SeaweedFS S3 IAM Integration Tests
This directory contains comprehensive integration tests for the SeaweedFS S3 API with Advanced IAM (Identity and Access Management) system integration.
Overview
Important: The STS service uses a stateless JWT design where all session information is embedded directly in the JWT token.

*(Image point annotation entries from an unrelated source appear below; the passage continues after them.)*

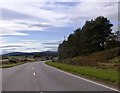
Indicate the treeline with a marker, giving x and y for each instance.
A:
(95, 35)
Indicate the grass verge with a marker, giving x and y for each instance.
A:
(107, 76)
(11, 65)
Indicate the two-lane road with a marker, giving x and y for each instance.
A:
(37, 76)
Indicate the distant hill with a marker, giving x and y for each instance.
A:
(45, 53)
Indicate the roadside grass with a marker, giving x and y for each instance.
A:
(107, 76)
(11, 65)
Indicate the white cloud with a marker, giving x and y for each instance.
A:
(29, 46)
(55, 14)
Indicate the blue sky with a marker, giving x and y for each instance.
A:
(41, 26)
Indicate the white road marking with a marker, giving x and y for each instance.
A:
(34, 73)
(84, 79)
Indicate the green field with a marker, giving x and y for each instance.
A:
(108, 76)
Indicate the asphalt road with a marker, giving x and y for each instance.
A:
(37, 76)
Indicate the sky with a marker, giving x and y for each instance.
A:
(41, 25)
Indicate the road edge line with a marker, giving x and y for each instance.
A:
(84, 78)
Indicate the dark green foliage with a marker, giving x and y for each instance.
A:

No external session storage is required.
The S3 IAM integration tests validate the complete end-to-end functionality of:
- JWT Authentication: OIDC token-based authentication with S3 API
- Policy Enforcement: Fine-grained access control for S3 operations
- Stateless Session Management: JWT-based session token validation and expiration (no external storage)

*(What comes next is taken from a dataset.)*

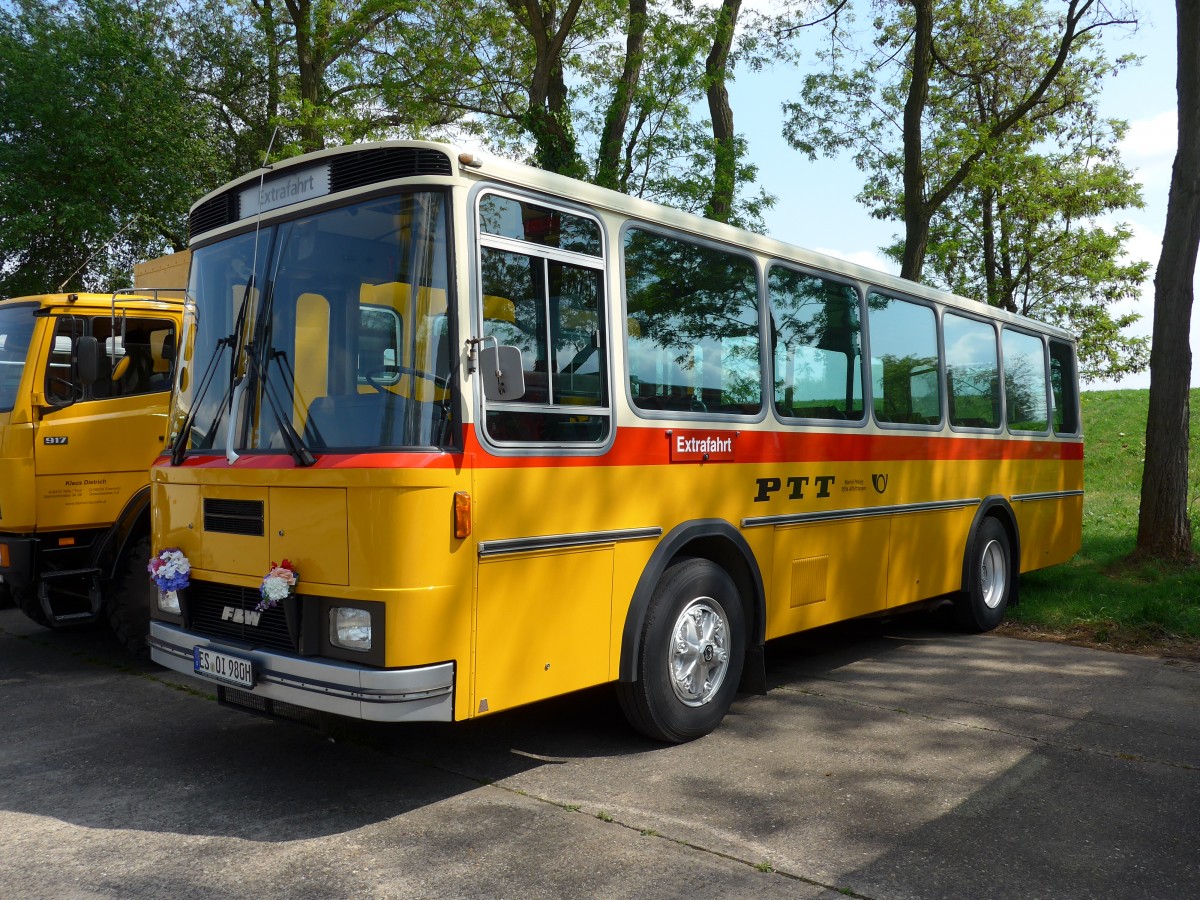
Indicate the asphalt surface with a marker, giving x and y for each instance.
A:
(887, 760)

- Role-Based Access Control (RBAC): IAM roles with different permission levels
- Bucket Policies: Resource-based access control integration
- Multipart Upload IAM: Policy enforcement for multipart operations
- Contextual Policies: IP-based, time-based, and conditional access control
- Presigned URLs: IAM-integrated temporary access URL generation
Test Architecture
Components Tested
- S3 API Gateway - SeaweedFS S3-compatible API server with IAM integration
- IAM Manager - Core IAM orchestration and policy evaluation
- STS Service - Security Token Service for temporary credentials
- Policy Engine - AWS IAM-compatible policy evaluation
- Identity Providers - OIDC and LDAP authentication providers
- Policy Store - Persistent policy storage using SeaweedFS filer
Test Framework
- S3IAMTestFramework: Comprehensive test utilities and setup
- Mock OIDC Provider: In-memory OIDC server with JWT signing
- Service Management: Automatic SeaweedFS service lifecycle management
- Resource Cleanup: Automatic cleanup of buckets and test data
Test Scenarios
1. Authentication Tests (TestS3IAMAuthentication)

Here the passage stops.